The implementations are `SubmatrixPartition` (the default), and `FullPartition`.
- Each possesses an array of configuration options, `Representation`, `SubRepresentation`, `Basis`, `PartitionInput`, `PartitionMethod`, `EigenMethod`, which are extensible and allow for configurable, stackable, and repeatable experiments.
- The fundamental adjacency data structures are `ZeroRegion` and `KRegion`, which implement the abstract type `Region`, and the fundamental spectral representation for these is `k_laplacian`.
- The structure of a simplicial complex is stored in a `SimplexTree`, and generally speaking, when a function takes a `SimplexTree`, it will happily accept some `g::AbstractGraph` instead by passing in `cliquecomplex(g, k)` for an appropriate `k`.

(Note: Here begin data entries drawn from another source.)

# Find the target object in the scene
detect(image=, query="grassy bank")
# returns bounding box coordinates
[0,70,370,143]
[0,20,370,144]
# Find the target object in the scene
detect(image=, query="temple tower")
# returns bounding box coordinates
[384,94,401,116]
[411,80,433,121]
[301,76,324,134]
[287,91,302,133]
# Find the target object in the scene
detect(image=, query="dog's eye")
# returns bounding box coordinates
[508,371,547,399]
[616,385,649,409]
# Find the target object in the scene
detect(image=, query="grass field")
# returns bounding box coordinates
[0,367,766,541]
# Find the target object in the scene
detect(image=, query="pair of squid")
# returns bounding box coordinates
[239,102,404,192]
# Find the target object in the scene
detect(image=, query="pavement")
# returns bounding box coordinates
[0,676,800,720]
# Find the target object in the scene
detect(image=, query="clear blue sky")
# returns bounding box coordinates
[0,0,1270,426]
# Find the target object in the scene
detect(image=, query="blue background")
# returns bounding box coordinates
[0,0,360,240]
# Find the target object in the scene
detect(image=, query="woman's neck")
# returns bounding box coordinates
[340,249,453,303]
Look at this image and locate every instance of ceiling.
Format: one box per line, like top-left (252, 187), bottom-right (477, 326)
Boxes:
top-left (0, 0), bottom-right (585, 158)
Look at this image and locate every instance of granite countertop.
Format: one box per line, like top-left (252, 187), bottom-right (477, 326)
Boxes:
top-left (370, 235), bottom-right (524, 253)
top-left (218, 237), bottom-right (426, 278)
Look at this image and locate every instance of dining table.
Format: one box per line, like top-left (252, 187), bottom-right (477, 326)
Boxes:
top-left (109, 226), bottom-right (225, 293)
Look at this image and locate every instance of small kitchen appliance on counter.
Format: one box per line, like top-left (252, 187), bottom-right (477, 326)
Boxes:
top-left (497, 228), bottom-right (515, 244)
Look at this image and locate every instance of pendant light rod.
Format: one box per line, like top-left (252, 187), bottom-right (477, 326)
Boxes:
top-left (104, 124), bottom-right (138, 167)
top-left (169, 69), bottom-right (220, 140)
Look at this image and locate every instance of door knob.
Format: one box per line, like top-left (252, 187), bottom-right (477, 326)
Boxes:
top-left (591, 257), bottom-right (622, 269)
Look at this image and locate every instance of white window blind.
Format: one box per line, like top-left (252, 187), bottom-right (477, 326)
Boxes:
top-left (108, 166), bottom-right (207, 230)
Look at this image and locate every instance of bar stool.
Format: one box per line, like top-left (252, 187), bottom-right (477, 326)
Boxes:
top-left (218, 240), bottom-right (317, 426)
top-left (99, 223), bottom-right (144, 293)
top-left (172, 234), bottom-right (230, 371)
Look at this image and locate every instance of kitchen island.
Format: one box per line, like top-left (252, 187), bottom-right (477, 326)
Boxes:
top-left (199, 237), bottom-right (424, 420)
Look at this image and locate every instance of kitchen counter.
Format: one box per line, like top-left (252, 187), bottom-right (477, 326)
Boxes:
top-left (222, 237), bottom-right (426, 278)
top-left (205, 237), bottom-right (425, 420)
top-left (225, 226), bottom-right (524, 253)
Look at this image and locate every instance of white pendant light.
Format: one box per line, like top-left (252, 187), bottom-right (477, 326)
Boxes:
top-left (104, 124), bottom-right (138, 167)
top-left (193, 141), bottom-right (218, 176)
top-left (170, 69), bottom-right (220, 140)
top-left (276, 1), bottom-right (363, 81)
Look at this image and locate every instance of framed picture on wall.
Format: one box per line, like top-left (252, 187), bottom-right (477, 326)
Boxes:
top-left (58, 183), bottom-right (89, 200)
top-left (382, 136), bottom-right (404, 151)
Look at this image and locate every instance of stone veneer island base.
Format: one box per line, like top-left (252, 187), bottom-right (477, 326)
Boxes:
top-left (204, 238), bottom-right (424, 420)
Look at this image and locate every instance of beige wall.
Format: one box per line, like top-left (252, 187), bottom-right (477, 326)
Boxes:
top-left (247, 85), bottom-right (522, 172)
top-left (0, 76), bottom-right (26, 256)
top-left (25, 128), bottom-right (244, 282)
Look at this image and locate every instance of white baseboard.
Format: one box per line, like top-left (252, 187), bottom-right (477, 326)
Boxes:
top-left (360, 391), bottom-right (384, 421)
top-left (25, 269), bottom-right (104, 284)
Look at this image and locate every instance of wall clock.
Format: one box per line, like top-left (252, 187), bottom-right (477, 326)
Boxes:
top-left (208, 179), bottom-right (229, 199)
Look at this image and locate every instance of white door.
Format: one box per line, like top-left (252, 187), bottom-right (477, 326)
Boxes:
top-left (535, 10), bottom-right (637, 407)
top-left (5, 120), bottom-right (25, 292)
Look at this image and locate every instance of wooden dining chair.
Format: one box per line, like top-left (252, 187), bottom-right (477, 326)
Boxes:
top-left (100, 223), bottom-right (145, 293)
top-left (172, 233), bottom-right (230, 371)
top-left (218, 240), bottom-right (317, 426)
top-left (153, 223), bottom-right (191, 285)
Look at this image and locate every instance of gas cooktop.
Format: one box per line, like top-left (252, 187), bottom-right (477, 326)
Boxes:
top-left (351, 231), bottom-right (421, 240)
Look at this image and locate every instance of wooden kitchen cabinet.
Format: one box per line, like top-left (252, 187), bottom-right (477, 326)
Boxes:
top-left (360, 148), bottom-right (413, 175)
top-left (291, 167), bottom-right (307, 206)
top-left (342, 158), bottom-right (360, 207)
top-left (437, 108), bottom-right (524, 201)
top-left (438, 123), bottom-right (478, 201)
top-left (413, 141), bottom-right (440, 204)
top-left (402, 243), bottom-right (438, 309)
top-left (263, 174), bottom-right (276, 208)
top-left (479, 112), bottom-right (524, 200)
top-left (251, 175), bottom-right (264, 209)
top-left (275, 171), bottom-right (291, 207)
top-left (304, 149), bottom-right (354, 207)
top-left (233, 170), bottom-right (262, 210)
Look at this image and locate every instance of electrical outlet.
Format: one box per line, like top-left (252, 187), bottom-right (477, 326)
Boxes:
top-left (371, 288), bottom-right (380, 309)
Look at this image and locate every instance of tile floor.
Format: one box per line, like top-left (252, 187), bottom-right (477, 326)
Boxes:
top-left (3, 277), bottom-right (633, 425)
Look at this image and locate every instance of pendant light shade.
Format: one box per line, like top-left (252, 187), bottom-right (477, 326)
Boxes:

If you have some `g::AbstractGraph`, then the easiest way to get started with analyzing, say, signals on the triangles of `g` with all defaults set is to construct the basis dictionary `basis = kGHWT(KRegion(g, 2))`. Then you can investigate the dictionary vector at level `j`, location `k`, tag `l` with ordinary indexing (i.e., `basis[j,k,l]`), and you can obtain a dictionary of expansion coefficients for some triangle signal `s` with `analyze(basis, s)`.